You ran nixos-rebuild without --impure. Always use enroll.sh rather than calling nixos-rebuild directly. For manual rebuilds: nixos-rebuild switch --flake .#builder-aarch64 --impure.

Foreman installer never completes

docker exec katello-foreman tail -f /var/log/foreman-installer/foreman-installer.log
# Hung on Puppet? Restart: docker compose restart foreman-katello

harmonia not starting

systemctl status harmonia
# "ConditionPathExists was not met" = key not yet generated
# Run: nix-store --generate-binary-cache-key builder-aarch64-1 \
#        /etc/sourceos/harmonia-signing.key /etc/sourceos/harmonia-signing.pub
# Then: systemctl start harmonia

sourceos-syncd fails authentication

Katello password file: cat /etc/sourceos/katello-admin-password. Verify it matches Foreman UI at https://127.0.0.1:8443.

Rollback triggered unexpectedly

sourceos-syncd receipts list       # recent sync history
journalctl -u sourceos-health-check -n 50
sourceos-boot rollback plan        # dry-run the rollback

Re-enrollment

The enrollment script is fully idempotent. If a step fails, fix the issue and re-run:

sudo bash scripts/enroll.sh

If the age key or signing keys need to be regenerated (e.g., disk wipe), delete /etc/sourceos/ and re-run. The SOPS secrets will be re-encrypted with the new age key.

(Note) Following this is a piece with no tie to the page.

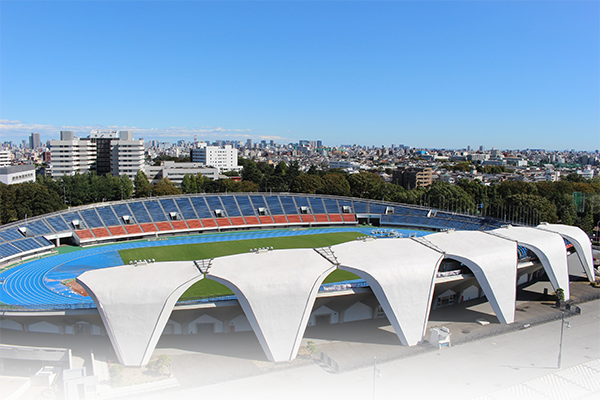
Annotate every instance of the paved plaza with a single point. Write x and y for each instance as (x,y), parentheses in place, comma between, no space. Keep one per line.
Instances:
(460,372)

secrets.yaml cannot be decrypted with current age key

The age key changed after secrets were encrypted (e.g., manual deletion + re-run). The old ciphertext is unrecoverable. Delete and re-enroll:

rm -f /etc/sourceos/secrets.yaml /etc/sourceos/age.key /etc/sourceos/age.pub
sudo bash scripts/enroll.sh

Partial harmonia/minisign key state detected

One file of a key pair was deleted. The script refuses to regenerate silently to avoid orphaning cache signatures. Delete the entire pair and re-run:

rm -f /etc/sourceos/harmonia-signing.key /etc/sourceos/harmonia-signing.pub
rm -f /etc/sourceos/nix-cache.pub /etc/sourceos/nix-cache.sec
sudo bash scripts/enroll.sh

Pass 1 or pass 2 rebuild failed

If nixos-rebuild switch fails during enrollment, the previous generation remains bootable. Check the log printed by the script and inspect:

journalctl -xe | tail -80
# or replay the log file path printed by the script
cat /tmp/sourceos-enroll-pass1-*.log

The system can always boot into the previous generation via the systemd-boot menu.